DEMOKRASI.CO.ID - Jelang gelaran pesta demokrasi Pemilihan Kepala Daerah secara serentak pada Desember mendatang, kasus positif virus corona baru (Covid-19) belum menampakkan penurunan.
Bahkan dalam beberapa hari belakangan, tambahan pasien positif terus menembus rekor tertinggi di angka 3 ribuan per hari.

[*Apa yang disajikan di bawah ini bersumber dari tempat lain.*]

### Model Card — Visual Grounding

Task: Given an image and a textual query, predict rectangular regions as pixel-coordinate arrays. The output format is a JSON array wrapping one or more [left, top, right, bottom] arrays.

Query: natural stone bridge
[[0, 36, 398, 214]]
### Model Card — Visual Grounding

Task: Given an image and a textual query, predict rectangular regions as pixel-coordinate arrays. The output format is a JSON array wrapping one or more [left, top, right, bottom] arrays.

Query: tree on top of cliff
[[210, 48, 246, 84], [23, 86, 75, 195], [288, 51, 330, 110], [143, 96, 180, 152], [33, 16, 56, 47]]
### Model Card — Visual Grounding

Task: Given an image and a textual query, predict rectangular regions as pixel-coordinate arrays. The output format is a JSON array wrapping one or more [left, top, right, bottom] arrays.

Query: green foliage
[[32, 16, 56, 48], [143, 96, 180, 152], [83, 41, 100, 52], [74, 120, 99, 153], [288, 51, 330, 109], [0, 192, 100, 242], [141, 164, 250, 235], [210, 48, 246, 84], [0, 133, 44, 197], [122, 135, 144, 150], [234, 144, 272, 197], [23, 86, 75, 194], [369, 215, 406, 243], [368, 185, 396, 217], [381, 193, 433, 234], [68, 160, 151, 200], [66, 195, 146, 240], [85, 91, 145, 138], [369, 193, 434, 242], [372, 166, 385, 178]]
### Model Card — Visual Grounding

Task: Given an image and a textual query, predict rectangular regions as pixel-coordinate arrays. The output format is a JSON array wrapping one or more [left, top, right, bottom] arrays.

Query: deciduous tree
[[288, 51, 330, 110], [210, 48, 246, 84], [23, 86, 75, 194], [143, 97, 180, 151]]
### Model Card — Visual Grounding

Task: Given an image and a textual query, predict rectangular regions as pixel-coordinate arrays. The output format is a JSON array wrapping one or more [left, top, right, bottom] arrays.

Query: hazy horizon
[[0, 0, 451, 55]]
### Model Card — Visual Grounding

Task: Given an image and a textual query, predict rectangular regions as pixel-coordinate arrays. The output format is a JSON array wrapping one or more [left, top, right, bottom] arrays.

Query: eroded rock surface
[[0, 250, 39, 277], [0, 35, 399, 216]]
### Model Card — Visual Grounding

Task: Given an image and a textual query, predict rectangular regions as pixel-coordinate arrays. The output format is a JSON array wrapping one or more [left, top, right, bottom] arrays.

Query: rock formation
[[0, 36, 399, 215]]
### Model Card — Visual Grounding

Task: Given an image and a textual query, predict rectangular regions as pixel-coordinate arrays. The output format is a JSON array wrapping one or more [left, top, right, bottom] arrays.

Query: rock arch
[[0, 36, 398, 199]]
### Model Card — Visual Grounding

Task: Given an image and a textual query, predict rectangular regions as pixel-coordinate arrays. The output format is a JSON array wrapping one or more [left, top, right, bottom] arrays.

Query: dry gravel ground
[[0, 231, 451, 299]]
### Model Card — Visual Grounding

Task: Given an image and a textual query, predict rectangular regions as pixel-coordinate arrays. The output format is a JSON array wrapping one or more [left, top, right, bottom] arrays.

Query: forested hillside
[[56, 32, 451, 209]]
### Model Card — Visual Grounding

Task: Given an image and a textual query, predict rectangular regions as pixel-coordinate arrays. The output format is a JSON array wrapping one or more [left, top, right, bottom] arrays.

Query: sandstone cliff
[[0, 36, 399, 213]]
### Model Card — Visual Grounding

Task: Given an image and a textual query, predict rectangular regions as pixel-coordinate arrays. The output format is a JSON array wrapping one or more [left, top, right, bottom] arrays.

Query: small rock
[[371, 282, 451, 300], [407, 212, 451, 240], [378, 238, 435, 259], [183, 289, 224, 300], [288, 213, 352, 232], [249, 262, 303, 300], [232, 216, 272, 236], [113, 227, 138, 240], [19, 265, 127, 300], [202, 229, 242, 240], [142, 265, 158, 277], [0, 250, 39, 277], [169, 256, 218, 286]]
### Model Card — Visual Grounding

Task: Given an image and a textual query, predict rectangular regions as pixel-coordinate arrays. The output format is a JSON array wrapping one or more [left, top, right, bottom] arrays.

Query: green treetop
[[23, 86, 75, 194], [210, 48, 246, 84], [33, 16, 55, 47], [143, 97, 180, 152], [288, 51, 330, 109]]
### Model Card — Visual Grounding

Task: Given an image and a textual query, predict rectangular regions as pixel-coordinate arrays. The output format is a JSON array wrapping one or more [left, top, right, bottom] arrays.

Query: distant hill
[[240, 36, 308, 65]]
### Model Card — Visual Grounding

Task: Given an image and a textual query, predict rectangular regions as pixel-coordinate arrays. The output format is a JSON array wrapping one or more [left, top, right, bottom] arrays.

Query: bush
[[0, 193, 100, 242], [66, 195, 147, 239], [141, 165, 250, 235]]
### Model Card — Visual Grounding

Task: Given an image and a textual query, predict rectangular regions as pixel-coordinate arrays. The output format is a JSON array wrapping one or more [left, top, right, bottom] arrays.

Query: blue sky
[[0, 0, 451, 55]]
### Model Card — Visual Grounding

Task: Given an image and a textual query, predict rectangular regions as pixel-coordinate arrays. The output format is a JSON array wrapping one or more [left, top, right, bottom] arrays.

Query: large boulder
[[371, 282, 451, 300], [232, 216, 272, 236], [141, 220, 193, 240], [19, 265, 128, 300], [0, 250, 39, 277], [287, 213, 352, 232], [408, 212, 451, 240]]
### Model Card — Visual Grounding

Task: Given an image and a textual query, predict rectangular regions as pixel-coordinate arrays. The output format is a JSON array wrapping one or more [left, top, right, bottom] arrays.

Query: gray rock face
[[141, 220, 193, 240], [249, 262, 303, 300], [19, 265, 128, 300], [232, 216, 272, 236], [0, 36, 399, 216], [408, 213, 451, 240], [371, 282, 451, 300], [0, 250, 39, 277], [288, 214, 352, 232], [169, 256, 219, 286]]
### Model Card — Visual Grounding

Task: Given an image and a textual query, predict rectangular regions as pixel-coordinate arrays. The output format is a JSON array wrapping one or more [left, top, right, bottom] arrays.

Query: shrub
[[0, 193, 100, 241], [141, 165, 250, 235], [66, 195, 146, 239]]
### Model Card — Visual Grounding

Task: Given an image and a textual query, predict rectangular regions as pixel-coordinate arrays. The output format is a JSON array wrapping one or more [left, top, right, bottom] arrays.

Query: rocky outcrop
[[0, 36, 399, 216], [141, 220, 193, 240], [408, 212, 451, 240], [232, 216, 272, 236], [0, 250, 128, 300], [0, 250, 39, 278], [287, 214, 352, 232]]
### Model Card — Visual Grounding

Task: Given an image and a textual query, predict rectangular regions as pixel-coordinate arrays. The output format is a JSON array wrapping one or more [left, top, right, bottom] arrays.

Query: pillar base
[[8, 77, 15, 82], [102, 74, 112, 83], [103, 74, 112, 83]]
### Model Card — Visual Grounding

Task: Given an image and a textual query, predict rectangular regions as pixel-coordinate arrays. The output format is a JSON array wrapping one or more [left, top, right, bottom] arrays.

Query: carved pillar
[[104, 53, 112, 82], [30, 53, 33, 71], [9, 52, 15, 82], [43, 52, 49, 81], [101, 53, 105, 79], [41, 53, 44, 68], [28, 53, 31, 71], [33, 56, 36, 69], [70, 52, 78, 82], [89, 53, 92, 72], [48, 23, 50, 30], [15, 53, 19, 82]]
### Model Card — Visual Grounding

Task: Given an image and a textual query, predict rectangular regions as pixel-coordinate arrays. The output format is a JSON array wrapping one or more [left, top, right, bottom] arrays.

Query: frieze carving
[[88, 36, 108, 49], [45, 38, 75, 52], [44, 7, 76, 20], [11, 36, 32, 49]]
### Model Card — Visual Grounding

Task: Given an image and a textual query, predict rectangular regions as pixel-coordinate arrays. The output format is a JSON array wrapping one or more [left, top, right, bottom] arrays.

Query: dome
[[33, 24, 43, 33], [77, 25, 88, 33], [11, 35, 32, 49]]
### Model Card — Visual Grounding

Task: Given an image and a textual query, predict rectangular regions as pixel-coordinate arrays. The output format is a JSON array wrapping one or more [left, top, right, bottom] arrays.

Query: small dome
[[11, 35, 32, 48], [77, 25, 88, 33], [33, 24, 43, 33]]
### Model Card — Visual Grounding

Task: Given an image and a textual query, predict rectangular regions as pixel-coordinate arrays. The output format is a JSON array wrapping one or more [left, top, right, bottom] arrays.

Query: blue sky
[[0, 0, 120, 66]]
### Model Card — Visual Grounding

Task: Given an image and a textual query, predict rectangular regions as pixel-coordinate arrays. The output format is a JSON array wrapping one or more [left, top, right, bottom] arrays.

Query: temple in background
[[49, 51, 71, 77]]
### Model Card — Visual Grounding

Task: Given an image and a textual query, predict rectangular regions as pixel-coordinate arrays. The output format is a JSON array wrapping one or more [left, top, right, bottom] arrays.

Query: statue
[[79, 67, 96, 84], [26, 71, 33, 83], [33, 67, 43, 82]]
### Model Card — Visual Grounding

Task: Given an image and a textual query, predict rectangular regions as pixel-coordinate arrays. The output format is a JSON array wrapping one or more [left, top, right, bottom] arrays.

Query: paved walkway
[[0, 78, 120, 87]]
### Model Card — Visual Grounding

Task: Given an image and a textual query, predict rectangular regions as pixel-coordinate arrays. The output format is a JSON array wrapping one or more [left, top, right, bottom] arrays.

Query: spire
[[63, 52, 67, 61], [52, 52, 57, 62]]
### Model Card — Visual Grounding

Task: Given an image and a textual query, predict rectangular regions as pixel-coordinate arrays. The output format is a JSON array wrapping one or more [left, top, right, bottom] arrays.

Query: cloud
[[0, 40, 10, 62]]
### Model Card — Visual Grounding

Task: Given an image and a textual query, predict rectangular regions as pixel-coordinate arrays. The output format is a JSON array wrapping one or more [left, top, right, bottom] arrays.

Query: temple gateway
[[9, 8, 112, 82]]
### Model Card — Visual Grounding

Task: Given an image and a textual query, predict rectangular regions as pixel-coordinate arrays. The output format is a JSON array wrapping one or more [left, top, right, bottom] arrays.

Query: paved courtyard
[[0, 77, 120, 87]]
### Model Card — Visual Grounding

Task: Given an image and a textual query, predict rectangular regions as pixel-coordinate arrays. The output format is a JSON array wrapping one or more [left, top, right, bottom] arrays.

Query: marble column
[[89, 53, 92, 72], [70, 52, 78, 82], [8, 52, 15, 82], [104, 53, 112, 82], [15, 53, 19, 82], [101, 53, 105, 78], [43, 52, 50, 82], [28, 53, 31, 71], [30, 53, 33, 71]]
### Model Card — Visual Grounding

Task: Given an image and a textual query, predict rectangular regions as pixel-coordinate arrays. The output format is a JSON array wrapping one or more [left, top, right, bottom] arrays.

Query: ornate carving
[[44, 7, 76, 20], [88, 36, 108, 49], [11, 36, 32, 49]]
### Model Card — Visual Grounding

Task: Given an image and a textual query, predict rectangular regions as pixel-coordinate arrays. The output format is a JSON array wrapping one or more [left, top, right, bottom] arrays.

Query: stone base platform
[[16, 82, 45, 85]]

Kondisi inilah yang perlu dipertimbangkan pemerintah dan penyelenggara Pemilu untuk mengevaluasi Pilkada yang akan digelar di 270 wilayah di Indonesia.
Menurut Direktur Eksekutif Lembaga Analisis Politik Indonesia (LAPI), Maksimus Ramses Lalongkoe, melihat kondisi Covid-19 saat ini, sudah tidak ada pilihan lain lagi selain menunda Pilkada 2020.
“Saya katakan, Pilkada sebaiknya ditunda karena bahaya covid mengancam masyarakat di tengah rendahnya ketaatan masyarakat mengikuti protokol kesehatan,” kata Maksimus Ramses Lalongkoe, Jumat (11/9).
Ia mengurai, wabah yang pertama kali muncul di Wuhan, China ini tak hanya meluluhlantakkan kesehatan masyarakat, melainkan juga segi ekonomi.
Hal ini makin parah dengan minimnya tingkat kesadaran masyarakat untuk menjaga protokol kesehatan, baik menggunakan masker, mencuci tangan, hingga menghindari kerumunan massa.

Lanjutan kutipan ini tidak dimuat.